On October 1, 2009, he signed a one-month contract with Spanish giants Real Madrid. He only appeared in one game and was released in November.

He was on the Toronto Raptors' roster for the 2010 NBA Summer League. In the final game of Summer League, Samb scored 11 points, grabbed 15 rebounds and 7 blocked shots.

On November 1, 2010, Samb was drafted by the Sioux Falls Skyforce with the 11th overall pick in the 2010 NBA Development League Draft. He did not make the final 10 man roster, however.

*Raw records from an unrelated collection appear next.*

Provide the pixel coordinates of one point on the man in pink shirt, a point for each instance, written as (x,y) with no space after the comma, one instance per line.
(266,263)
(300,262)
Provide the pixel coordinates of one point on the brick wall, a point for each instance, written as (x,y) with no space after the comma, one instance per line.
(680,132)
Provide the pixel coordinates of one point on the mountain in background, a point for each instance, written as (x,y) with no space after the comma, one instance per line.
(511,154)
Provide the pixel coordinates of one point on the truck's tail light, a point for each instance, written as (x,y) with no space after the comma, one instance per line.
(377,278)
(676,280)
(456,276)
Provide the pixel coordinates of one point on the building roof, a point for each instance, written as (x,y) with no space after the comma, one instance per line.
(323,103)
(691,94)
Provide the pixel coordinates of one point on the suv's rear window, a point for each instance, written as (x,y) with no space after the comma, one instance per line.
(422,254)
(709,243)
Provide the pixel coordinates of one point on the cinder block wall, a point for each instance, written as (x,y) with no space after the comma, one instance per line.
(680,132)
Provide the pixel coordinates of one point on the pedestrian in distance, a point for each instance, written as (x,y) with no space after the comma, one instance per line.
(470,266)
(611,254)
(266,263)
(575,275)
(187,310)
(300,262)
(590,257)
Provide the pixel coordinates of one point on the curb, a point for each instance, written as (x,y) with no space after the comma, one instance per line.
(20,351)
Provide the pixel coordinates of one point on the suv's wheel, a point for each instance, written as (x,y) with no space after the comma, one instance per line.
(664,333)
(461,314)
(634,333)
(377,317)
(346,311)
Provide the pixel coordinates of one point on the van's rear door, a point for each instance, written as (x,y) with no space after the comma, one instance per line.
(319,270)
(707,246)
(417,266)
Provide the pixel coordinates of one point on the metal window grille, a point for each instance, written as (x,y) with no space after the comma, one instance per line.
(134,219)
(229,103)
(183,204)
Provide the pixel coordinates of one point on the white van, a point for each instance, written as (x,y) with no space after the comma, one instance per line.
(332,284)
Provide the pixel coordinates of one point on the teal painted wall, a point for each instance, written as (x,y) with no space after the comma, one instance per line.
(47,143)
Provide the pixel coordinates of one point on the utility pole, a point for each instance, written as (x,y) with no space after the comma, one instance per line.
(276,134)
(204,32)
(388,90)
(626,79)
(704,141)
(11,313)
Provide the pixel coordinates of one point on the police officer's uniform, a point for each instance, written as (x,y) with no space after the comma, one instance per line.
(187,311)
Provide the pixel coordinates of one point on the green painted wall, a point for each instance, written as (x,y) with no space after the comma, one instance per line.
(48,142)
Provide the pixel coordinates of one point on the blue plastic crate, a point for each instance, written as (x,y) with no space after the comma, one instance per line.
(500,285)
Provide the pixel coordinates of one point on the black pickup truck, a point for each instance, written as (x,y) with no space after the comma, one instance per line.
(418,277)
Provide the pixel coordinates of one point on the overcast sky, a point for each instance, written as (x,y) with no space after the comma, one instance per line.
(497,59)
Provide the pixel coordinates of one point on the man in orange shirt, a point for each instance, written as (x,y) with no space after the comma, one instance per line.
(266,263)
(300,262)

Samb signed with defending Iranian Super League champions Mahram Tehran in December 2010.

==NBA career statistics==

===Regular season===

| Year | Team | GP | GS | MPG | FG% | 3P% | FT% | RPG | APG | SPG | BPG | PPG |
|---|---|---|---|---|---|---|---|---|---|---|---|---|
| 2007–08 | Detroit | 4 | 0 | 7.8 | .750 | – | .500 | 1.8 | .0 | .3 | .5 | 1.8 |
| 2008–09 | Denver | 6 | 0 | 4.0 | .154 | .000 | – | 1.5 | .2 | .3 | .8 | 0.7 |
| 2008–09 | L.A. Clippers | 10 | 0 | 5.1 | .250 | .000 | .600 | 1.3 | .0 | .1 | .5 | 1.1 |
| 2008–09 | New York | 2 | 0 | 4.0 | .000 | – | .000 | 1.0 | .0 | .0 | .0 | 0.0 |
| Career |  | 22 | 0 | 5.2 | .250 | .000 | .444 | 1.4 | .0 | .2 | .5 | 1.0 |

==Personal life==
Samb is the older brother of basketball player Mamadou Samb.